Mr. Millman just looked at her quizzically. Abruptly Nita wondered if near-total honesty might possibly be of some use.

“I really don’t feel like talking to you this morning,” Nita said. “I wish I could make up some dumb story and tell you that, instead.”

Mr. Millman shrugged and sat back in his chair with his arms behind his head. “Everyone else does. Why shouldn’t you?”

Entirely against her will, Nita had to smile at that. “Just as long as you don’t expect me to come up with something original.”

Mr. Millman allowed himself just a breath of laughter. “That’s the last thing I’d expect. Ten or fifteen billion of us, now, must have lived on this planet, and the more you look into the stories we tell one another, the more like each other they look. Everybody repeats the same basic themes.”

Nita said nothing.

Mr. Millman raised his eyebrows. “But maybe that’s how we know humanity is still in its childhood. You know how it is when you’re little, you want to hear the same story over and over again?”

“My sister used to do that.”

“So did mine. Partly it’s because they know how the story ends. There’s always tension when you’re not sure about the ending, and little kids don’t want too much of that tension… but they do want some. So this is a solution to the problem. When you know the ending, you get the tension of the middle and the relief at the end… theoretically. Did you have a book like that, that you kept wanting to hear at bedtime?”

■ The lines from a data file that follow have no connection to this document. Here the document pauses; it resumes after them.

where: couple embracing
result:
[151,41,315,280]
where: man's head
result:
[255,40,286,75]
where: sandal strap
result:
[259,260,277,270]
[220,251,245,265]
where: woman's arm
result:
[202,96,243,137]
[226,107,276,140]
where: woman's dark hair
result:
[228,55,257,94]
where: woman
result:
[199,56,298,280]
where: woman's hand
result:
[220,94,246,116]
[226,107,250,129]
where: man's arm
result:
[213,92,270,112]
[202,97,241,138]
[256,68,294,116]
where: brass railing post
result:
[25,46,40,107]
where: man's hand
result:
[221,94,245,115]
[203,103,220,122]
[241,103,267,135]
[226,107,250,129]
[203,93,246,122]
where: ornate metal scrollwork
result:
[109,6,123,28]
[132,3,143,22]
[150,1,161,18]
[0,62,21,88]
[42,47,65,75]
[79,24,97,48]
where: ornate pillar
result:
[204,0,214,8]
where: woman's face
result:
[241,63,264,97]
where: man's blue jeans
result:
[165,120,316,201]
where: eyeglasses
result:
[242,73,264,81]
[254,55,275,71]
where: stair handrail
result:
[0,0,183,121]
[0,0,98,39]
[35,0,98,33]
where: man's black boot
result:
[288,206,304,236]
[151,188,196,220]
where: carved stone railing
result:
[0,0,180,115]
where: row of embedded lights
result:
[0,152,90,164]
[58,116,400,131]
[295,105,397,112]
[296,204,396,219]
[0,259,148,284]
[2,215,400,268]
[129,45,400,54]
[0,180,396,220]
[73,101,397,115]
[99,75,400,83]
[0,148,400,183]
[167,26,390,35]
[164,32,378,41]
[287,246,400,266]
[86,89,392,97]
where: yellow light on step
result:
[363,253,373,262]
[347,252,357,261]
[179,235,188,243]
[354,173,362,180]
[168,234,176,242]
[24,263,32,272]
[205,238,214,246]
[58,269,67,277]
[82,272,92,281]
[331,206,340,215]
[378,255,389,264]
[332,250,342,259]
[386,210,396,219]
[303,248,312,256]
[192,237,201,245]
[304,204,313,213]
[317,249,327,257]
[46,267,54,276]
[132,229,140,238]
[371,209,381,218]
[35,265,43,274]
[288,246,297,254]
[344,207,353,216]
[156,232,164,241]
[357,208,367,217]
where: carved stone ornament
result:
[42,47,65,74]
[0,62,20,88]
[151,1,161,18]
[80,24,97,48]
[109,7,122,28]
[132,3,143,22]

Nita nodded. “It had a horse called Exploding Pop-Tart in it,” she said. “My dad said he wanted to explode every Pop-Tart he saw after a while, because he was so tired of that book.“

Millman nodded. “Mine was the one about the bat that wouldn’t go to bed,” he said. “My mother told me she hated bats for the next twenty years. Fortunately she didn’t see a lot of bats in her line of work.”

“What was her line of work?”

“She was a concert violinist.”

Nita had to laugh.

“One laugh, one smile,” Millman said. “Not bad for the way you looked when you came in.

Look, don’t bother to tell me any story if you don’t want to. You’d probably just repeat one of the favorite themes. Life, love, death…”

“Death,” Nita said softly.

The image of the Lone Power was suddenly before her eyes. She glanced at Millman then, wondering if she’d had time to cover over her expression.

“The same story,” Millman said. “And the only one we all know the end of, once we’re older than about three. But, boy, the way people behave, you wouldn’t think so! Adults refuse to talk about it… even with people your age, who really want to hear about it, and about the other important things — the beginning of life, the relationships in the middle. We try to distract ourselves by wasting our time on all the other less important stories, the incidentals — who ‘failed,’ who ‘succeeded.’ It’s a pity.” He shook his head. “We hardly ever do right by kids. All you want from us is to tell you how life works. And one way or another, the issue of life and death makes us so uncomfortable that we find a hundred ways to keep from telling you about it, until it’s too late.”

Nita swallowed. “My mom was good about telling me the rules,” she said. “She— My mom said…”

Nita stopped, waiting for her eyes to fill up. But it didn’t happen. And for a weird, bitter moment, that it wasn’t happening felt strange to her.